Auch an der Zerstörung von Flora und Fauna in Kolonialgebieten waren Schweizerinnen und Schweizer beteiligt. So ist hier etwa das Berner Vater-Tochter Duo Bernhard und Vivienne von Wattenwyl zu nennen, die zusammen auf Grosswildjagd gingen und das Berner Naturhistorische Museum mit zahlreichen Tierhäuten und Elefantenstosszähnen belieferten. Als weiteres Zeugnis von Raubbau an Tier und Landschaft ist der Verlust der Artenvielfalt im Kontext der Plantagenwirtschaft zu nennen, dessen Grundlage auch auf Schweizer Plantagenbesitzer beispielsweise in Niederländisch-Indien (heute Indonesien) zurückzuführen ist, die für ihre Plantage grossflächige Waldzonen roden liessen.

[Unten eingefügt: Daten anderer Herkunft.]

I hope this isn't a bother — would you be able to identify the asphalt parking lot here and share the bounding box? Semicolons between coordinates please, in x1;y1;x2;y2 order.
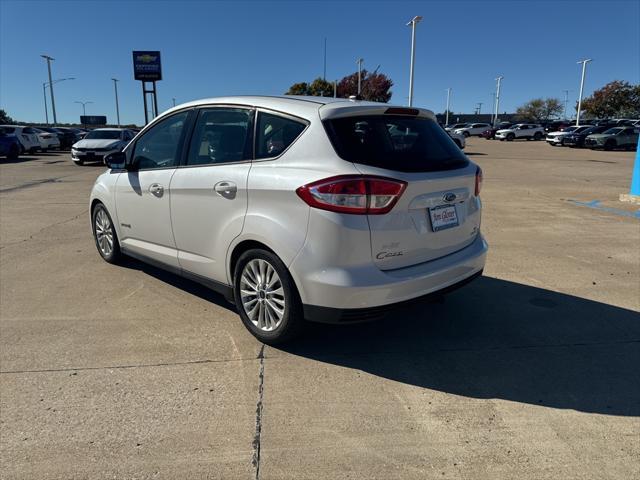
0;138;640;479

Neben strukturellen Gegebenheiten und (wirtschaftlichen) Ausbeutungsschemata berichtet die Ausstellung aber immer auch von Menschen und ihrem Alltag und zeigt anhand von Biografien und Interviews, dass individuelle Handlungsspielräume existierten und Gegenwehr unternommen worden ist. Auch sind Schweizerinnen und Schweizer zu erwähnen, die sich dem Kampf zur Abschaffung der Sklaverei verschrieben haben oder als Missionarinnen nicht nur das Evangelium predigten, sondern sich aktiv für Bildung und medizinische Versorgung eingesetzt haben.

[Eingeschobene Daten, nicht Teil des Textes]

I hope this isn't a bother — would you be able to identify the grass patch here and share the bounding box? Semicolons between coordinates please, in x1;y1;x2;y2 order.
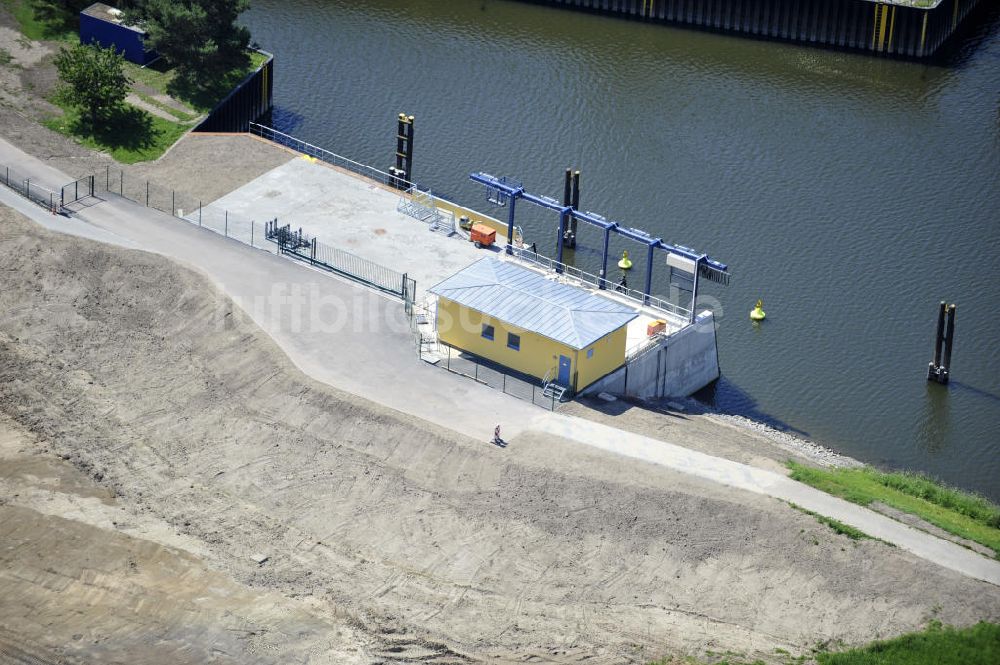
43;100;189;164
788;461;1000;559
133;91;198;122
816;621;1000;665
3;0;80;42
788;502;876;544
125;51;268;113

Vielfältig und zahlreich sind die Geschichten, sodass die Auswahl (kuratorische Arbeit bedeutet immer weglassen) zur Qual wird, damit am Ende ein übergeordnetes, wenn auch unvollständiges Bild, entstehen kann, das als Grundlage für den zweiten Teil der Ausstellung dient. In diesem begleitet die Frage nach den kolonialen Kontinuitäten die Besuchenden auf dem weiteren Rundgang. Der strukturelle Rassismus in der Schweiz bildet die erste und wichtigste Station. Eine zweite Station beschäftigt sich mit den kolonialen Spuren im öffentlichen Raum. In der dritten Station stehen Debatten, die Schweizerinnen und Schweizer heute beschäftigen, im Zentrum: Sollen beispielsweise Strassen- beziehungsweise Häusernamen mit dem M-Wort unbenannt werden. Sind die Denkmäler von «grossen Männern», die kolonial verwickelt waren, zu stürzen? Die Besuchenden sind eingeladen zu diskutieren – unter Anleitung von Expertinnen und Experten oder auch untereinander.

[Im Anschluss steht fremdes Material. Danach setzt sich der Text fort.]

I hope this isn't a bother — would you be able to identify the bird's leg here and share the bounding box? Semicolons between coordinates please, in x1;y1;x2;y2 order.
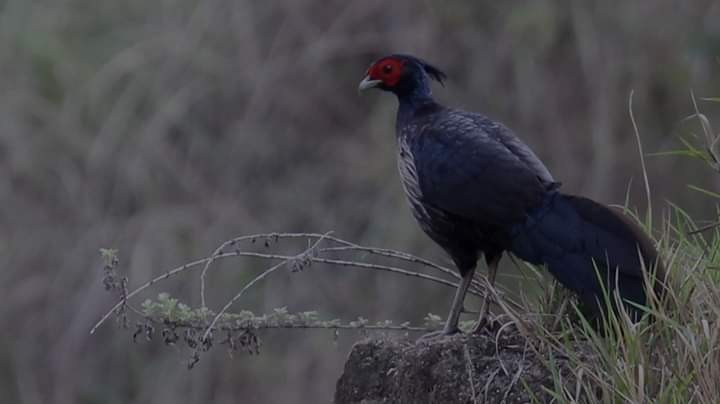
418;267;475;342
472;256;501;334
443;268;475;335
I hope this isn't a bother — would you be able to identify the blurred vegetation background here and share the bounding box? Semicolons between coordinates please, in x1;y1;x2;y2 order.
0;0;720;404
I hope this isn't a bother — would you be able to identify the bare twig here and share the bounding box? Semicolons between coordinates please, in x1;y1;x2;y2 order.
202;234;330;340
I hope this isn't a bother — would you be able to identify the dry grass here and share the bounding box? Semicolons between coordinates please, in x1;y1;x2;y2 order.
0;0;720;404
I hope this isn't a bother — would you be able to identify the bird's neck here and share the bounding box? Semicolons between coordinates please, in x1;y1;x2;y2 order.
397;88;437;123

Am Ende der Ausstellung steht die Frage im Raum: Endet der Kolonialismus mit der formellen politischen Unabhängigkeit der Kolonien? Expertinnen und Experten verneinen dies. Die Folgen des Kolonialismus sind bis heute spürbar – so etwa in der global ungleichen Verteilung von Wohlstand oder im Umweltbereich: Die drohende Klimakatastrophe betrifft den globalen Süden in ungleich härterem Ausmass, dies u. a. auch als Folge (post)kolonialer Strukturen. Den Besuchenden drängt sich die Erkenntnis auf, dass die koloniale Vergangenheit nach wie vor wirkmächtig ist und das Bild der kolonialen Verstrickung der Schweiz noch immer unvollständig. Es bleibt also die Aufgabe aller, weitere Arbeit zu leisten. Diese und viele andere Ausstellungen sollen die Grundlagen und wichtige Impulse für diese Auseinandersetzung bieten.